Ford Mondeo zawdzięcza swą nazwę łacińskiemu słowu oznaczającemu „świat”. Pojawił się w gamie producenta w 1992 roku, zastępując popularną Sierrę. Trzy dekady później Ford przygotowuje się do dużej rewolucji i przeprojektowania samochodu dla Europy.
Nowy Ford wygląda świetnie
Następca Mondeo i Fusion został niedawno przyłapany na testach w Niemczech. Jego nadwozie przypomina sedana z linią dachu inspirowaną coupé, która łagodnie opada na drzwi bagażnika. Opierając się na tej konkretnej obserwacji w internecie szybko pojawiły się rendery pokazujące, jak może wyglądać nowy Ford.
Kleber Silva, który stworzył grafiki, nie zapomniał również o połączeniu w pełni diodowych reflektorów z listwą świetlną, nadając nowemu Mondeo nowoczesny, charakterystyczny wygląd z przodu. Stylistyka listwy świetlnej ma również swoje odzwierciedlenie z tyłu.
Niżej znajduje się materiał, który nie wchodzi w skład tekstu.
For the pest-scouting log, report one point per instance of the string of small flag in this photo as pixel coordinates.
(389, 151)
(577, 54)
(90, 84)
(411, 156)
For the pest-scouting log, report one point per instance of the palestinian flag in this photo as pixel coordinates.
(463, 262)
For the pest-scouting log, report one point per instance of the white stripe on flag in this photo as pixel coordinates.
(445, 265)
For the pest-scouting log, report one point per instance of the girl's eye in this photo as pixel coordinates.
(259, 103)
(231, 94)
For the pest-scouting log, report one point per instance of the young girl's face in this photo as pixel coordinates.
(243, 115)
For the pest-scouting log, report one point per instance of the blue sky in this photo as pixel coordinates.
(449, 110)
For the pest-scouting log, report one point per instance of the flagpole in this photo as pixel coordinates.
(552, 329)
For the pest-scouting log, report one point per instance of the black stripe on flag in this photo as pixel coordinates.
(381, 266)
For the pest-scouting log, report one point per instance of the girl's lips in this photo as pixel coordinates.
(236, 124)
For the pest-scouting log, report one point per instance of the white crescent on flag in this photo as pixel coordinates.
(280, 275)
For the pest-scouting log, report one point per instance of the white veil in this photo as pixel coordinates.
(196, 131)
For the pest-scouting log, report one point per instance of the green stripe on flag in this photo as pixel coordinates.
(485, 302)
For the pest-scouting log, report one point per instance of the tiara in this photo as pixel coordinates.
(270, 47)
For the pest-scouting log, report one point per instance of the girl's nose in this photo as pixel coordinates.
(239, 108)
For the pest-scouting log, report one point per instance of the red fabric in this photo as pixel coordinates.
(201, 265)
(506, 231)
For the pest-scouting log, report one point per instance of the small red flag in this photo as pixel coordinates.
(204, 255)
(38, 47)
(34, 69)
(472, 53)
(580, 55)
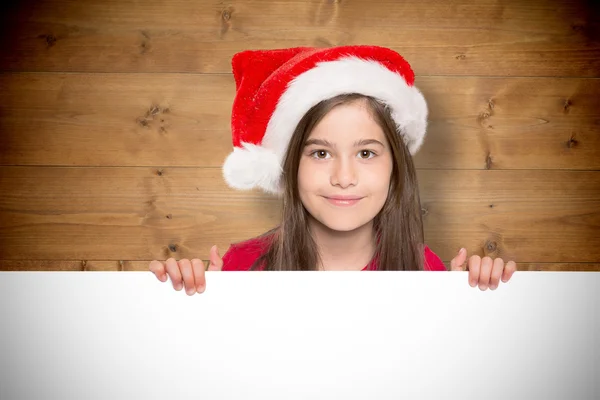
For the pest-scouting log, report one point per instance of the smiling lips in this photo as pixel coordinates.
(343, 201)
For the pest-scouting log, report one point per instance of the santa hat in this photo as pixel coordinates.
(275, 88)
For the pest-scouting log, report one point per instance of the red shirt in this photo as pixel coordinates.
(241, 256)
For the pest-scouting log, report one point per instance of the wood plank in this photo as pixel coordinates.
(184, 120)
(508, 38)
(75, 213)
(142, 265)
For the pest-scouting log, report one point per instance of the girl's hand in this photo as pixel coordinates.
(485, 272)
(191, 272)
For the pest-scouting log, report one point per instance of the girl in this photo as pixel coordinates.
(333, 132)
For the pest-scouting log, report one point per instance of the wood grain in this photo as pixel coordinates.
(142, 266)
(184, 120)
(508, 38)
(144, 213)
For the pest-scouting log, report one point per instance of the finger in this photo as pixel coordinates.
(458, 262)
(509, 270)
(485, 272)
(199, 275)
(216, 262)
(474, 268)
(158, 269)
(185, 266)
(497, 269)
(174, 274)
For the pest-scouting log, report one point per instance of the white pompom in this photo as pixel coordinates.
(253, 166)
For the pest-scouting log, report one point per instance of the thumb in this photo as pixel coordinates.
(216, 262)
(457, 263)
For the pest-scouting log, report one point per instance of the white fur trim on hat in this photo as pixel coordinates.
(261, 165)
(251, 166)
(347, 75)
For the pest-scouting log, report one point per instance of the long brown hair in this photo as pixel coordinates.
(398, 226)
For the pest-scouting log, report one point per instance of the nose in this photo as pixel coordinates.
(343, 173)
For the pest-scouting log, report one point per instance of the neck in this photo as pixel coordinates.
(349, 250)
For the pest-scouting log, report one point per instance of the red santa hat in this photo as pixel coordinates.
(275, 88)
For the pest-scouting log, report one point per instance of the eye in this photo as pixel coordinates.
(320, 154)
(366, 154)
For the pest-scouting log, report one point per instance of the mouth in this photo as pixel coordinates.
(343, 201)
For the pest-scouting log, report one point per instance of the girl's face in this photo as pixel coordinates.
(345, 168)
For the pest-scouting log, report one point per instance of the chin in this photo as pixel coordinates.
(342, 225)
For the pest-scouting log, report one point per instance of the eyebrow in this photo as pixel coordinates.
(326, 143)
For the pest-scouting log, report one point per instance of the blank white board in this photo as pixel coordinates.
(299, 335)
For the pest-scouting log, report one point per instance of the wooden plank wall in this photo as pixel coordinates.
(114, 121)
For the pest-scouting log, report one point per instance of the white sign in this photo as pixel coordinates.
(299, 335)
Ten Ford najprawdopodobniej dostanie dwa zelektryfikowane układy napędowe w Europie. Będą to 2,5-litrowe opcje hybrydowe i hybrydowe typu plug-in, które znamy z modelu Kuga. Te silniki są jedynym możliwym sposobem dla Forda, aby sprzedawać model na Starym Kontynencie, gdy pojawi się nowa norma emisji spalin Euro 7.
A co z kombi?
Amerykański rynek, gdzie klienci Fusion przeszli na Hondy i Toyoty, otrzyma przeprojektowanego 2-litrowego EcoBoosta z Bronco Sport. Czterocylindrowa jednostka będzie generować 250 KM i dysponować momentem 373 Nm. Zelektryfikowane opcje powinny mieć bezstopniową przekładnię.
Ford zrezygnował ze starego Fusion w Stanach już pod koniec 2020, więc będzie musiał spieszyć się z następcą. Według niektórych plotek, producent chce podebrać klientów Subaru Outback, jednak aby do tego doszło, nowe Mondeo-Fusion musiałby otrzymać także wersję kombi.